Monday, September 22, 2025

Dead Man Walking Returns to SF Opera

Like a virgin, I saw Dead Man Walking at the San Francisco Opera for the very first time last Saturday. I never read the 1993 bestselling memoir by Sister Helen Prejean detailing her work with Louisiana death row convicts, nor the Oscar-winning 1995 film with Susan Sarandon and Sean Penn, nor the 2002 play written by actor/director Tim Robbins, nor any production of the 2000 opera composed by Jake Heggie to a libretto by playwright Terrence McNally. (Click here for an interesting essay by Heggie about their collaboration.)
The work was commissioned by the San Francisco Opera under General Director Lotfi Mansouri who loved turning his favorite movies into operas, for instance A Streetcar Named Desire and Dangerous Liaisons. This season's return is a triumphant homecoming after its San Francisco Opera premiere 25 years ago and innumerable productions around the world. The current production is a flashy, Broadway-style staging with lots of scenery flying in and out by director Leonard Foglia that has been touring the country for years. Unfortunately, I didn't care for the opera at all. (All production photos by Cory Weaver.)
The problem certainly was not the singers, because there was luxury casting throughout, starting with mezzo-soprano Jamie Barton as Sister Helen. Barton currently has one of the richest voices in the operatic world and it's a pleasure to hear her sing just about anything, but Heggie's vocal lines were so dull that her gifts felt wasted.
The divine mezzo-soprano Susan Graham performed Sister Helen at the 2000 premiere, and she returned to play the mother of the convicted murderer, a role originated for another legendary mezzo-soprano, Frederica von Stade. She was ably supported by Nikola Printz, Caroline Corrales, Samuel White, and the great veteran baritone Rod Gilfrey as the grieving parents advocating vengeful justice.
Gilfrey also appeared in last year's SF Opera co-commission, Kaija Saariaho's Innocence, which dealt with a community destroyed by a school shooting. Dead Man Walking's libretto is filled with out-of-place Broadway humor, platitudes about grief, and moral transcendence cliches while Saariaho's masterpiece was filled with nuance, ambiguity, and genuine power.
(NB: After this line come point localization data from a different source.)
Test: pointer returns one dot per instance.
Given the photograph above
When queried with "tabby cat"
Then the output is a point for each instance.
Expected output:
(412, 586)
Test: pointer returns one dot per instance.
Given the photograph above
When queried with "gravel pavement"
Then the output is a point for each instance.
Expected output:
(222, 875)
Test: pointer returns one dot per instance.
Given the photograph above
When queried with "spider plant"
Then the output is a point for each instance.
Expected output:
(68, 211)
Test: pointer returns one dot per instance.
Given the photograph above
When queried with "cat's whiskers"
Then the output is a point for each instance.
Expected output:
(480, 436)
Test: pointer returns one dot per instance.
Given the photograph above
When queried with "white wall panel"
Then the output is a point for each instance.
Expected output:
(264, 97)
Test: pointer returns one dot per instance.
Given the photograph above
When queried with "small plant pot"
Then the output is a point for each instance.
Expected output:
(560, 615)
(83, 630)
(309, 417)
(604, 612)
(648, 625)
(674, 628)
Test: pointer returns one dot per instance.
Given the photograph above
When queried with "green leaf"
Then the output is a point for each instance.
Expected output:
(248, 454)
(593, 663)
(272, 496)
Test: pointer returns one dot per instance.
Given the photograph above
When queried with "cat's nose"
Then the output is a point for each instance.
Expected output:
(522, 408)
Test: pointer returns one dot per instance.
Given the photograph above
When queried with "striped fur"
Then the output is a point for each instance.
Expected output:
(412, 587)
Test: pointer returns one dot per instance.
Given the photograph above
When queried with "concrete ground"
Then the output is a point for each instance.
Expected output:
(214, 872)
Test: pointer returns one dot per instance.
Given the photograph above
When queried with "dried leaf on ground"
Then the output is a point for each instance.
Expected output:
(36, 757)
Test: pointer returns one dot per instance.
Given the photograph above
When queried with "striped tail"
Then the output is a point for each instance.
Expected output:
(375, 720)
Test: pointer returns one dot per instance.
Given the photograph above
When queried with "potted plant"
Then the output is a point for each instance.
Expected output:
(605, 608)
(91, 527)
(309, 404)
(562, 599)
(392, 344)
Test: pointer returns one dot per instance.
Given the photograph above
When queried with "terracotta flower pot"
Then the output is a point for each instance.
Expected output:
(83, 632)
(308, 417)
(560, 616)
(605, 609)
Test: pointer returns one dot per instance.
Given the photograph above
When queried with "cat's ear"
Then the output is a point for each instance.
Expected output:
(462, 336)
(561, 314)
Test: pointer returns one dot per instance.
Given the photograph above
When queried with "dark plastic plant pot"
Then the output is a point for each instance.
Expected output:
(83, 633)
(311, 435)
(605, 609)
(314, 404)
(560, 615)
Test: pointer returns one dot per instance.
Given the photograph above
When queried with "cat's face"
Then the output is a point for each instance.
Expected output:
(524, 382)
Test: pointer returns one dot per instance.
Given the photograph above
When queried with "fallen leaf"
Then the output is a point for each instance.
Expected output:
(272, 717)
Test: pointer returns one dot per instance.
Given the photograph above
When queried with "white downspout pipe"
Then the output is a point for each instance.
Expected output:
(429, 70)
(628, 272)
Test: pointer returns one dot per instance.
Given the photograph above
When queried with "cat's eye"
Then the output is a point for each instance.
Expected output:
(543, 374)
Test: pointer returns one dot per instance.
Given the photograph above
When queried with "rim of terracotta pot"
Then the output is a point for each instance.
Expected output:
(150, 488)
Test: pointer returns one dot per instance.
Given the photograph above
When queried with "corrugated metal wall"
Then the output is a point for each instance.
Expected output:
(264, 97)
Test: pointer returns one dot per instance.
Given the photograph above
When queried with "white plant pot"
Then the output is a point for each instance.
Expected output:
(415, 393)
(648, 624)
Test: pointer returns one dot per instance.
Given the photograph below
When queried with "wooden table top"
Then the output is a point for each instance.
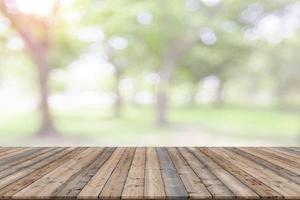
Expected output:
(152, 173)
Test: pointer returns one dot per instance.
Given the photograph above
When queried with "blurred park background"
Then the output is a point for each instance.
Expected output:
(137, 72)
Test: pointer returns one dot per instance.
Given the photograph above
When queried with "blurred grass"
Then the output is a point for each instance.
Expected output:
(96, 123)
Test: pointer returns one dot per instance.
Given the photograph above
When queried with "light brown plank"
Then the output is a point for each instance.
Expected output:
(277, 169)
(45, 186)
(154, 186)
(115, 184)
(212, 183)
(256, 185)
(24, 169)
(96, 184)
(46, 166)
(285, 187)
(237, 187)
(272, 158)
(76, 183)
(174, 186)
(134, 185)
(194, 186)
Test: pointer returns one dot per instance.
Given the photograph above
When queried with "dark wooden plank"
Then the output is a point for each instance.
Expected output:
(212, 183)
(174, 186)
(76, 183)
(256, 185)
(42, 168)
(195, 188)
(134, 185)
(93, 188)
(285, 187)
(45, 186)
(115, 184)
(272, 158)
(237, 187)
(154, 186)
(277, 169)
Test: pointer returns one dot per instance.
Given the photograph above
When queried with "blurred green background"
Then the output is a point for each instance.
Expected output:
(136, 72)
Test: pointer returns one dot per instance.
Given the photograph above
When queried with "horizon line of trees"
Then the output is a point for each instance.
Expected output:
(183, 40)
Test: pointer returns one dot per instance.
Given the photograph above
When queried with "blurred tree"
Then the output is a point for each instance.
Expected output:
(36, 32)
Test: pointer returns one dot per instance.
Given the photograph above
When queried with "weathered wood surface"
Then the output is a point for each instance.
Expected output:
(150, 173)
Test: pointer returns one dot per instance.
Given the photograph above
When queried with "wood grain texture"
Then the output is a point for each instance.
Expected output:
(150, 173)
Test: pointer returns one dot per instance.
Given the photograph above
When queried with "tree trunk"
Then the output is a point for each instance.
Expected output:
(161, 103)
(43, 66)
(219, 98)
(118, 101)
(193, 95)
(162, 91)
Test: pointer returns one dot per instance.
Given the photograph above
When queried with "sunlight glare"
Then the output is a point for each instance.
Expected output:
(42, 7)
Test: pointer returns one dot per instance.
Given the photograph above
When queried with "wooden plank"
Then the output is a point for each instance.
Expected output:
(174, 186)
(134, 185)
(256, 185)
(75, 185)
(13, 174)
(237, 187)
(45, 186)
(289, 150)
(276, 160)
(42, 168)
(283, 154)
(154, 187)
(115, 184)
(277, 169)
(22, 157)
(96, 184)
(285, 187)
(195, 188)
(212, 183)
(19, 155)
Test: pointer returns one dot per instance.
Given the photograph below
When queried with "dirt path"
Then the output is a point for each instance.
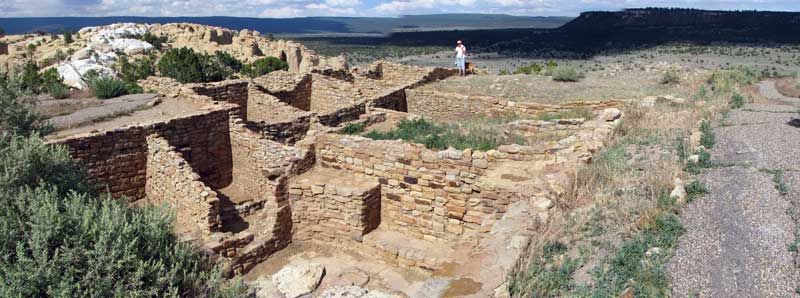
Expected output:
(737, 238)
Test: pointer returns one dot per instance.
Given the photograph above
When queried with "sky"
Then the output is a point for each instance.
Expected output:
(301, 8)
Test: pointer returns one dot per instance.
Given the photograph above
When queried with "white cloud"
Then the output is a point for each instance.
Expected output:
(291, 8)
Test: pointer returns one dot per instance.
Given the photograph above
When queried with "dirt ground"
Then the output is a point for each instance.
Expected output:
(105, 118)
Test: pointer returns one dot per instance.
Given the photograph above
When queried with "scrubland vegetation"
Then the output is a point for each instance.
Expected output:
(619, 224)
(64, 237)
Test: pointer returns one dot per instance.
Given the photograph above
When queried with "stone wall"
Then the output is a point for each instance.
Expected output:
(172, 181)
(334, 212)
(235, 92)
(118, 158)
(448, 106)
(393, 100)
(342, 115)
(293, 89)
(426, 194)
(276, 120)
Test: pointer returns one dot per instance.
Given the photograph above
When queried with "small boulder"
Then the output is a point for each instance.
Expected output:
(296, 280)
(610, 114)
(264, 288)
(679, 192)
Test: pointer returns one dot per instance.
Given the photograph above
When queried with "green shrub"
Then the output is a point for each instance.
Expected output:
(695, 189)
(264, 66)
(708, 139)
(726, 80)
(737, 101)
(670, 77)
(108, 87)
(68, 37)
(31, 80)
(566, 74)
(57, 90)
(528, 70)
(186, 66)
(60, 239)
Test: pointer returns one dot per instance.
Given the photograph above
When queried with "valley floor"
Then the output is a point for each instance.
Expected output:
(740, 240)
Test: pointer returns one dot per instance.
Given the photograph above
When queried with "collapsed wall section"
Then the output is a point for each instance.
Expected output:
(426, 194)
(276, 120)
(331, 207)
(118, 158)
(291, 88)
(235, 92)
(172, 181)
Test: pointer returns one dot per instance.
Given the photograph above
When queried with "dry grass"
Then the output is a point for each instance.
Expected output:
(788, 86)
(621, 194)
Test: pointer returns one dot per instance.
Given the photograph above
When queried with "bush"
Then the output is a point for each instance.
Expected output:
(528, 70)
(57, 90)
(726, 80)
(60, 239)
(186, 66)
(737, 101)
(68, 37)
(108, 87)
(566, 74)
(264, 66)
(31, 80)
(670, 77)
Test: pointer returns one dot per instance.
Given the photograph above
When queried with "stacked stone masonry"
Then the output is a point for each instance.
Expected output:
(118, 158)
(172, 181)
(335, 208)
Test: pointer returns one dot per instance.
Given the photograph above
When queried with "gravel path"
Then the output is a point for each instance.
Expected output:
(737, 237)
(113, 106)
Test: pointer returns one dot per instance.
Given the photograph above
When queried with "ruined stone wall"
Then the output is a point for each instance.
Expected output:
(276, 120)
(426, 194)
(118, 158)
(334, 213)
(342, 115)
(172, 181)
(290, 88)
(235, 92)
(330, 94)
(412, 76)
(393, 100)
(447, 106)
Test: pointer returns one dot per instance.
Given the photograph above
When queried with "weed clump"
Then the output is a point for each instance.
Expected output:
(566, 74)
(480, 136)
(708, 139)
(108, 87)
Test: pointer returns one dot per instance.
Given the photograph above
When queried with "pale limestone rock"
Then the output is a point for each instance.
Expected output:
(679, 191)
(610, 114)
(264, 288)
(296, 280)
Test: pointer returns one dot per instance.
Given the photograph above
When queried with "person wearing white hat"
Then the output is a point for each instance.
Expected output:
(461, 58)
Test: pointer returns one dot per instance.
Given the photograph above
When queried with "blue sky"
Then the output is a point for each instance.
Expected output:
(299, 8)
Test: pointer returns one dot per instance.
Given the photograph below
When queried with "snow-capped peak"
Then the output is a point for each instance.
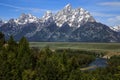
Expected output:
(68, 7)
(74, 17)
(116, 28)
(1, 22)
(47, 15)
(26, 18)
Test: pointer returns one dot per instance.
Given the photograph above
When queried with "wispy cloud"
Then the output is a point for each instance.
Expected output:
(98, 14)
(113, 4)
(114, 20)
(35, 10)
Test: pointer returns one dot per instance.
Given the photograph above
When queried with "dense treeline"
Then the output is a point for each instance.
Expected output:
(20, 62)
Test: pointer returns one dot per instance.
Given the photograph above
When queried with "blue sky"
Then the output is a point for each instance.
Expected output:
(104, 11)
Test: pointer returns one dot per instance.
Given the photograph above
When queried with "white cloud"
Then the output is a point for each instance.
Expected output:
(113, 4)
(114, 20)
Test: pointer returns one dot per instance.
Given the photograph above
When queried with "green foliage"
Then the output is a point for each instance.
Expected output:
(19, 62)
(2, 39)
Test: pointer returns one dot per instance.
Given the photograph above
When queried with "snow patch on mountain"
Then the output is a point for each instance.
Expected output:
(26, 18)
(74, 17)
(116, 28)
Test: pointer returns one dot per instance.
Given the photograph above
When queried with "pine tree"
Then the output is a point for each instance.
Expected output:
(2, 39)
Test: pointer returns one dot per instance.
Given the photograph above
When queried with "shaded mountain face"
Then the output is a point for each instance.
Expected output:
(68, 24)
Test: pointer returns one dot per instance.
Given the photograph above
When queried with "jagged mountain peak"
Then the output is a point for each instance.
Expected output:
(115, 28)
(47, 15)
(26, 18)
(74, 17)
(68, 7)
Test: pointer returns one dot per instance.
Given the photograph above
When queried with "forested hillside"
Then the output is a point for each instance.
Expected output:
(20, 62)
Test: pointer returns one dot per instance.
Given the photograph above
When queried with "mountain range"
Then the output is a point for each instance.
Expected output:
(67, 25)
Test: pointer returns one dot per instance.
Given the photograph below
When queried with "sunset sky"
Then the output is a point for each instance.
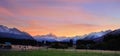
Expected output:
(60, 17)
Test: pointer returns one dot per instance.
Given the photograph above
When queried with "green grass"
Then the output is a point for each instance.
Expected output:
(55, 53)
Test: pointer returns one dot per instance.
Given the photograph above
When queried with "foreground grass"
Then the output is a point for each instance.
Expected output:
(55, 53)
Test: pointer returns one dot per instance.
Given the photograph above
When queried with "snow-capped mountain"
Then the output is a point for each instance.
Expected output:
(51, 38)
(14, 33)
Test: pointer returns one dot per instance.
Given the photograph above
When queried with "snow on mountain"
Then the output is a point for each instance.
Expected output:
(51, 38)
(14, 33)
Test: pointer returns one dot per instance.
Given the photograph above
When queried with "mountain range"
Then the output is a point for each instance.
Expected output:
(15, 33)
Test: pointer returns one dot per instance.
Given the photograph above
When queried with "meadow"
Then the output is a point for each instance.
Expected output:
(58, 53)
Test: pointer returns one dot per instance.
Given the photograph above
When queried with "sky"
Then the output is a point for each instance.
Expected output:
(60, 17)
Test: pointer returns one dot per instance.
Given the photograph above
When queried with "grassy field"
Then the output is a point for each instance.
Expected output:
(56, 53)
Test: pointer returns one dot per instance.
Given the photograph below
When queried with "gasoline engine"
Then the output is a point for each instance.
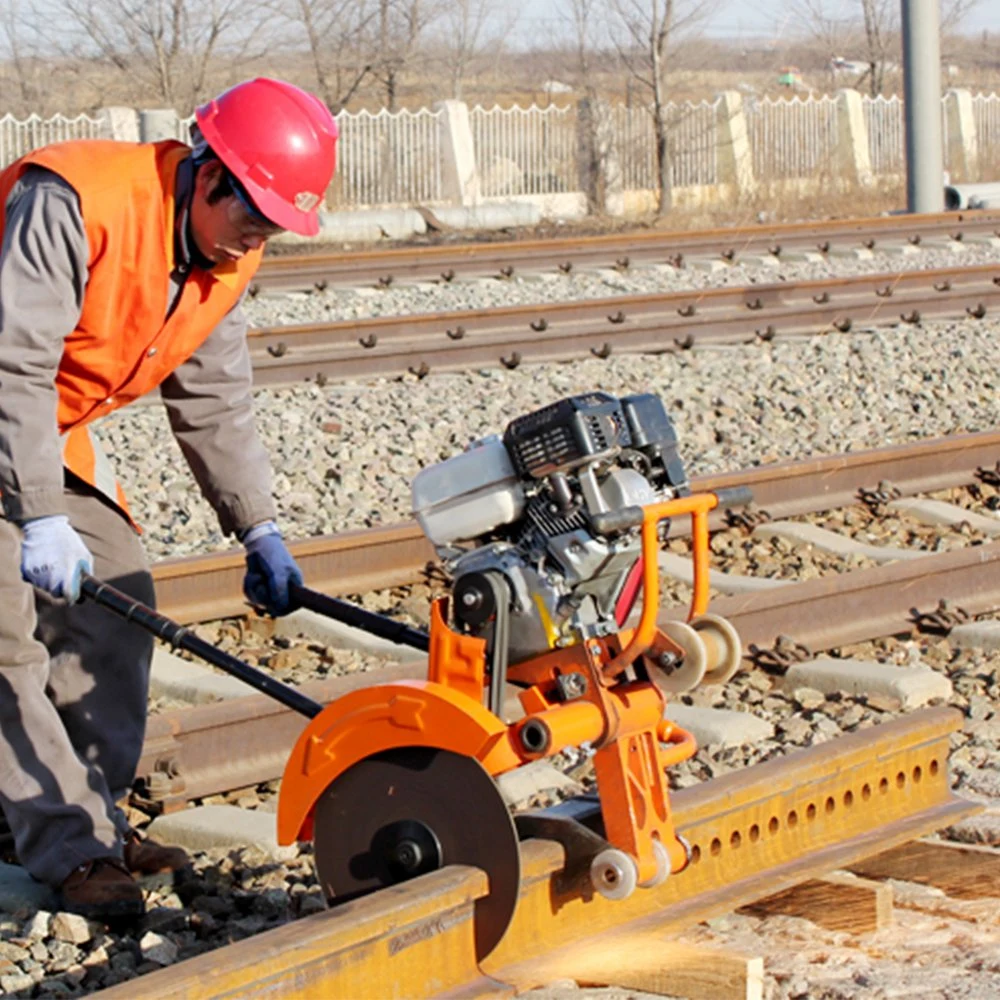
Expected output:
(540, 529)
(551, 536)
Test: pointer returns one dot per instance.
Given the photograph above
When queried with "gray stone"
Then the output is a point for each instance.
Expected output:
(204, 827)
(340, 636)
(37, 929)
(534, 778)
(976, 635)
(62, 955)
(157, 948)
(20, 892)
(16, 983)
(13, 952)
(809, 697)
(71, 927)
(182, 680)
(831, 541)
(913, 686)
(719, 726)
(682, 568)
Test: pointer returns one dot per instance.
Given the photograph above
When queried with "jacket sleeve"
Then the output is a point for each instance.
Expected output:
(43, 274)
(210, 407)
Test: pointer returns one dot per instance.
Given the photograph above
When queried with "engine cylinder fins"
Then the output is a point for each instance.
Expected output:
(674, 677)
(723, 647)
(405, 812)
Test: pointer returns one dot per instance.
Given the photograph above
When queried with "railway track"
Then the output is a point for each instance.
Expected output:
(452, 341)
(860, 802)
(765, 829)
(448, 262)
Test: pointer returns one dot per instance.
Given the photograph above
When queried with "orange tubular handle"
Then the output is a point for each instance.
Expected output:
(697, 505)
(683, 745)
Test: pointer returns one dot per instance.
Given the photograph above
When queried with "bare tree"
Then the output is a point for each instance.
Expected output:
(582, 17)
(167, 44)
(649, 34)
(875, 26)
(470, 28)
(17, 34)
(398, 27)
(336, 34)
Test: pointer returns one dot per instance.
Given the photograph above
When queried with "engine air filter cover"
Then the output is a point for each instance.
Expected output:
(566, 434)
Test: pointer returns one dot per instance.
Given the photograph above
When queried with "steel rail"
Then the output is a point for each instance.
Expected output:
(215, 748)
(445, 262)
(201, 588)
(456, 341)
(753, 833)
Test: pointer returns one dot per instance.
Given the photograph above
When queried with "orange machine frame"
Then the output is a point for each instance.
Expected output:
(619, 717)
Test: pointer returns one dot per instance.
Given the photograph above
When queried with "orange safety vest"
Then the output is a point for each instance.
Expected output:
(123, 345)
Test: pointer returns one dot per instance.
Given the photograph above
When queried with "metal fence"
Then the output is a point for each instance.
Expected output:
(792, 138)
(986, 111)
(886, 138)
(525, 150)
(387, 158)
(692, 144)
(20, 136)
(395, 158)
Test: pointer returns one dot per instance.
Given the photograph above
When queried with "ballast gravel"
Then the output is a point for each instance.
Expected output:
(344, 456)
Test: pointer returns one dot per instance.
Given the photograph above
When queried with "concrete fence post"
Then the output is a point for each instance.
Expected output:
(158, 123)
(459, 174)
(598, 161)
(733, 154)
(853, 155)
(119, 123)
(963, 139)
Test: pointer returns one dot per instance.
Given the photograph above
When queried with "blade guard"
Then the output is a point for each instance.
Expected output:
(385, 717)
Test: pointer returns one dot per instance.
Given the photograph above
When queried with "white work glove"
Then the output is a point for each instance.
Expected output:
(54, 557)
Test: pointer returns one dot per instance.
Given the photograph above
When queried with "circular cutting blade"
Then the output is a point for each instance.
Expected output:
(411, 810)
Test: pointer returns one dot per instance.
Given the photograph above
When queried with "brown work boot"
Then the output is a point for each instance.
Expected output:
(147, 857)
(102, 888)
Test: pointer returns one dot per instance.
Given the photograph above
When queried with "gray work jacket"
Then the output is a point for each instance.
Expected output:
(43, 281)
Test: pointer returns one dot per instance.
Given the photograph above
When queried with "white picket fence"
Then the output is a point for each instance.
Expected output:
(21, 135)
(395, 158)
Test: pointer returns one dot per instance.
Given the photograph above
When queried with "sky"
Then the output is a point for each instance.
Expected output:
(744, 18)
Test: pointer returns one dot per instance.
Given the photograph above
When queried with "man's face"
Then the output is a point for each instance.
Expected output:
(227, 228)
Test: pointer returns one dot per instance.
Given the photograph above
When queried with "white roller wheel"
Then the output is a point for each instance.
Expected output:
(662, 867)
(723, 648)
(613, 874)
(686, 844)
(688, 673)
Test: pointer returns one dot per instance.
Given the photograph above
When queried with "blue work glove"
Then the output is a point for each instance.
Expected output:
(53, 556)
(270, 569)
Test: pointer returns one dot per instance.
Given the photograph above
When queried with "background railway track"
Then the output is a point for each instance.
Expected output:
(930, 466)
(198, 747)
(456, 341)
(451, 262)
(198, 752)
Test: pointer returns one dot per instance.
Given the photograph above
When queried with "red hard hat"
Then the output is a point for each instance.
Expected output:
(280, 143)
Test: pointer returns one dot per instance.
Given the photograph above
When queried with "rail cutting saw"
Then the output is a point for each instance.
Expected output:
(547, 644)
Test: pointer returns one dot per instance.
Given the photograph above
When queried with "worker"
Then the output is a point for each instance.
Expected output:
(122, 268)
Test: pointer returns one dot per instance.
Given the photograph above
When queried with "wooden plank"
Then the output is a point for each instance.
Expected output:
(838, 902)
(964, 871)
(650, 963)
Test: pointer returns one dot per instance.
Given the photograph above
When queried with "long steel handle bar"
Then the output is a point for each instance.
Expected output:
(350, 614)
(181, 637)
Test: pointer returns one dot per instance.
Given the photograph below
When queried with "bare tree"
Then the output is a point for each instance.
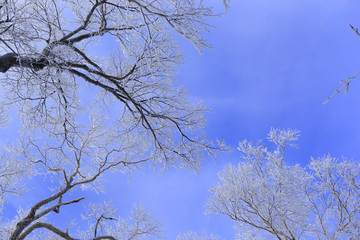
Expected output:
(87, 107)
(345, 83)
(269, 199)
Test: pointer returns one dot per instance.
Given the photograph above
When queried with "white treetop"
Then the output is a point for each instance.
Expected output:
(92, 83)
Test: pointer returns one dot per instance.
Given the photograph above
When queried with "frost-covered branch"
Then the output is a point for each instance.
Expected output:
(270, 199)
Innocence also had an amazing, interesting musical score while Heggie's music sounds like background for an old-fashioned movie, except for the prison choruses which sound like they were lifted directly from Benjamin Britten's Billy Budd.
The convicted rapist/murderer Joe De Rocher, sung beautifully by baritone Ryan McKinny, is a fictional composite of two death row prisoners that Sister Helen wrote about (the same is true of the film). He's written as a weak, manipulative man drowning in lies who needs Sister Helen's spiritual advice in order to face the truth and take responsibility for his misdeeds.
This role has become something of a homoerotic barihunk showcase, since the singer spends most of the opera in a tank top and underwear, which feels a little jarring. So does the nudity of the two teenagers who are raped and murdered in the opening prologue of the opera, which felt gratuitously shocking. This is the third time I have seen a naked man onstage in a Terrence McNally play (after The Lisbon Traviata and Love! Valour! Compassion!), and it has always come across as prurient rather than theatrically relevant.
The final scenes have De Rocher finally telling the truth to Sister Helen Prejean, apologizing to the grieving parents of his victims, and ends with an interminable scene where he is given a lethal injection by a supernumerary. Sister Helen Prejean has changed much public sentiment and official Catholic attitudes over the last three decades towards capital punishment, and more power to her. I'm sorry that I didn't like this paean to her work better.

1 comment:

Christine Okon said...

The prisoners chanting also reminded me of Billy Budd.